Thank you! I applaud your efforts and the rest of the seabird community who are thoughtfully crafting this new paradigm of the internet-enabled scientific data commons. I appreciate your patience while I absorbed your papers and the Seabirds.net materials.
I agree with your suggestion about mediating this discussion through a list-serve which can archive responses, allow people to opt in/out, store reference files, and communally edit documents. You all should've just received an invitation to a Google group where we can continue discussion by emailing seabird-...@googlegroups.com.
Seabird Data Development Group
Below are some initial comments on Scott's papers and the Seabirds.net initiative from my perspective working with the OBIS-SEAMAP (aka SEAMAP) marine mammal, bird and turtle geo-archive for the last 8 years at the Duke Marine Geospatial Ecology Lab. In summary, SEAMAP could be useful for serving telemetry and survey data to Seabirds.net as well as porting a subset upstream to biodiversity portals OBIS and GBIF.
For the intrepid of you willing to brave some geek speak, read on...
Metadata Formats and Federated Portals. As you point out, the ecological metadata language (EML) is extremely flexible but does put a large onous on the data provider. I fully agree with your objective of “shielding seabird researchers from much of the arcane and confusing detail that attends data-sharing protocols” (p. 13 Hatch in draft). At SEAMAP, we consider as another value-added service the creation of metadata documents, which feed into larger portals to aid in data discovery. Spatial and temporal extents, along with full taxonomic hierarchies of observed species, are automatically generated for various metadata formats. Another value-added carrot is cascading the basic observational data up to OBIS, and in turn GBIF. We also agree that these biodiversity portals, historically based on museum specimens (and limited Darwin Core schema), are insufficient for many of the conservation and management applications of the seabird community, which warrants the additional data storage and functionality.
XML Schema. A community schema such as the seabird research markup language (SRML) as outlined in Hatch (2010) provides an excellent starting point for new projects and worthwhile migration challenge for existing ones.
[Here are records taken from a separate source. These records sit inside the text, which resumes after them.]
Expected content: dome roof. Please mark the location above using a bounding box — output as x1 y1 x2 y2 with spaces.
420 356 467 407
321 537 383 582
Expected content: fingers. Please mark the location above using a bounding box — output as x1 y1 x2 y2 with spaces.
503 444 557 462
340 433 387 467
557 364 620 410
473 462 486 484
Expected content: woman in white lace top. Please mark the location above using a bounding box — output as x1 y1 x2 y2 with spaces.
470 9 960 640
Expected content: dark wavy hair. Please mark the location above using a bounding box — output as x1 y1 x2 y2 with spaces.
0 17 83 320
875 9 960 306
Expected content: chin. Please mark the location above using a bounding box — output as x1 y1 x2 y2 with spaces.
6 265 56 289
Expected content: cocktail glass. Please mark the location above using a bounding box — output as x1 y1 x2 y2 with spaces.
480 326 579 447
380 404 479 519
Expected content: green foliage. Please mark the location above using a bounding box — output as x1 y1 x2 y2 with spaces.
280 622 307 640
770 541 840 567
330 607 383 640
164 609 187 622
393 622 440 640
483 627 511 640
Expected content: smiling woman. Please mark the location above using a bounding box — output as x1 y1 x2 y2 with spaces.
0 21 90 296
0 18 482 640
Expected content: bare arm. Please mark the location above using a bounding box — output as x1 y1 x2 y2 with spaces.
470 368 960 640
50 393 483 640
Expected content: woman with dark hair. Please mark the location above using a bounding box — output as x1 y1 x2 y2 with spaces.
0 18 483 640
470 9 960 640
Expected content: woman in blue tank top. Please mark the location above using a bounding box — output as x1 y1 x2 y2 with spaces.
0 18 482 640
Getting existing legacy databases converted/imported into this schema could be a valuable exercise, which could result in some handy scripts to offer the technically inclined. Also providing template databases for a variety of common relational database platforms (MS Access, SQL Server, PostgreSQL, MySQL) should ease the process for those starting.
Motivating Tools. The ability to readily use tools for common analysis can be a big motivator for conforming to a data schema. For instance, the ArcHydro data model has become popular amongst network hydrologists for its common stream network analytical functions. But the ArcMarine data model turned out to be a bit too unwieldy for the marine community which was too broad. The seabird community seems the proper tractable size to build common analytical tools based on a community schema. A related push from the EcoInformatics community has been to use scientific workflows, ie a drag-and-drop canvas with which to string input data to analytical tools - a repeatable analysis with visually intuitative wire diagram that doesn't requiring programming. The open-source eco community uses Kepler, and the ESRI community uses Model Builder. We've been working on many tools within ESRI for the creation of the Marine Geospatial Ecology Tools (MGET). The more tools readily available to produce commonly desired analysis that run off this schema, the more worthwhile the migration process becomes to the data providers.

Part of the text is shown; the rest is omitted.